There was no association between increasing BMI and medical complication rate, readmission rate, or 30-day mortality rate in the overall analysis, which was derived from the American College of Surgeons National Surgical Quality Improvement Program. The program collects preoperative, intraoperative, and 30-day postoperative outcomes for patients who undergo major surgical procedures.
BMI was divided into the following five categories, per the World Health Organization’s guidelines:
- healthy weight—18.5 to < 25
- overweight—25 to < 30
- obese class I—30 to < 35
- obese class II—35 to < 40
- obese class III—≥ 40
“We thought that this classification would adequately control for overall health status of the patient and would be more effective than matching for specific comorbidities. For example, diabetes has an innate variability (mild or severe; controlled or not), which the ASA classification takes into account,” Alvi noted.
Alvi said the findings have important clinical implications. “Specifically, via adjusted pair-wise comparison, it is clear that BMI of 40 or greater is an independent risk factor for medical and surgical complications following THA and TKA compared to normal-weight individuals,” he said.
Impact greater with TKA
Based on sub-group analysis, the effect of BMI on risk of postoperative complication is greater in the TKA population compared to the THA population. With respect to the specific complication of infection, a BMI of 40 or higher was significantly linked to superficial infection following TKA and deep infection following hip arthroplasty.
Alvi noted that the incidence of postoperative complication following THA and TKA is relatively low, and so investigation of the effect of a single risk factor benefits from the use of a large data set. Previous reviews of similar but significantly smaller datasets showed either no relationship between BMI and complication rates or very limited association between BMI and superficial surgical site infection only. In this investigation, a longer period, larger sample side, and more data “improved our ability to substantiate the significant relationships between BMI class and postoperative complications.”

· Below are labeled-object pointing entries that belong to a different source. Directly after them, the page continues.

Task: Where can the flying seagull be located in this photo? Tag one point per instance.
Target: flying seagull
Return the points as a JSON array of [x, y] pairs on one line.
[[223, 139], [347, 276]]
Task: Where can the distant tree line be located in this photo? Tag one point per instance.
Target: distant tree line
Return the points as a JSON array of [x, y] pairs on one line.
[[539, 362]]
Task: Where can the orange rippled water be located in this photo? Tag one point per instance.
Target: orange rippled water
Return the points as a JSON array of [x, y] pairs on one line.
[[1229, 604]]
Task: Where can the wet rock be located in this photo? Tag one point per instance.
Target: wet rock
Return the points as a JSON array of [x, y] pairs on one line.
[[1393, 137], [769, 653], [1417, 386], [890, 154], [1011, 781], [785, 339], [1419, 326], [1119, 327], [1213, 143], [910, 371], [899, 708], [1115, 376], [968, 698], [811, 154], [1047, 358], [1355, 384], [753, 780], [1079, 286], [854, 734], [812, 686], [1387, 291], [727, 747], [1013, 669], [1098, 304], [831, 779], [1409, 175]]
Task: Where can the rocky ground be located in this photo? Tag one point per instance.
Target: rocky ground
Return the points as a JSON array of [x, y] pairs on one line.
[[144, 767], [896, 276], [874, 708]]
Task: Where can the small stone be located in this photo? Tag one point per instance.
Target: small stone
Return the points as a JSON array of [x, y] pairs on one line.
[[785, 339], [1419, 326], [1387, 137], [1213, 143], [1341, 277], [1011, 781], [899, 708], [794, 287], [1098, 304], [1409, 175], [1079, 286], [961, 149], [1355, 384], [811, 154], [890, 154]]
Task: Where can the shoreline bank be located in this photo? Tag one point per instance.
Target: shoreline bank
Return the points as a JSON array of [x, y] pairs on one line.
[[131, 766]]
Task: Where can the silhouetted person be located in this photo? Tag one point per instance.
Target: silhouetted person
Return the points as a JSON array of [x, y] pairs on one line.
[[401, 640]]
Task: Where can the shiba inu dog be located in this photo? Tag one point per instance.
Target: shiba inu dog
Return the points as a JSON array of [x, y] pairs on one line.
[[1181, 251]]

In addition to using a large sample from a previously validated high-quality data set, the study methodology of creating and comparing matched BMI class quints allowed for greater statistical control of covariables that have previously been shown to be linked to complication risk, Alvi said. Results generated by comparing matched BMI quints were further controlled by adjusting for ASA class, age, sex, race, procedure, smoking, preoperative steroid use, hypertension medication, history of chronic obstructive pulmonary disease, preoperative test results, and anesthesia type.
“Our adjusted results represent refined observations of the effect of BMI on risk for postoperative complication following THA and TKA,” Alvi said.
Study limitations
Although the use of the large ACS-NSQIP data set confers advantages, Alvi noted, it is not a randomized sampling. However, the data include a broad spectrum of institutions. He also pointed to the short follow-up period as another limitation because periprosthetic joint infections may develop after 30 days occur within that period.
“Although THA and TKA patients who are obese have been shown to gain functional benefits similar in magnitude to those seen in normal-weight patients, it is important to note that the risk of postoperative complications increases with elevated BMI, most specifically, for patients with a BMI of 40 or greater. Obese patients should be appropriately counseled regarding the risk of complication following joint replacement surgery, and obesity potentially considered a modifiable risk factor that should be optimized prior to any surgical intervention,” Alvi concluded.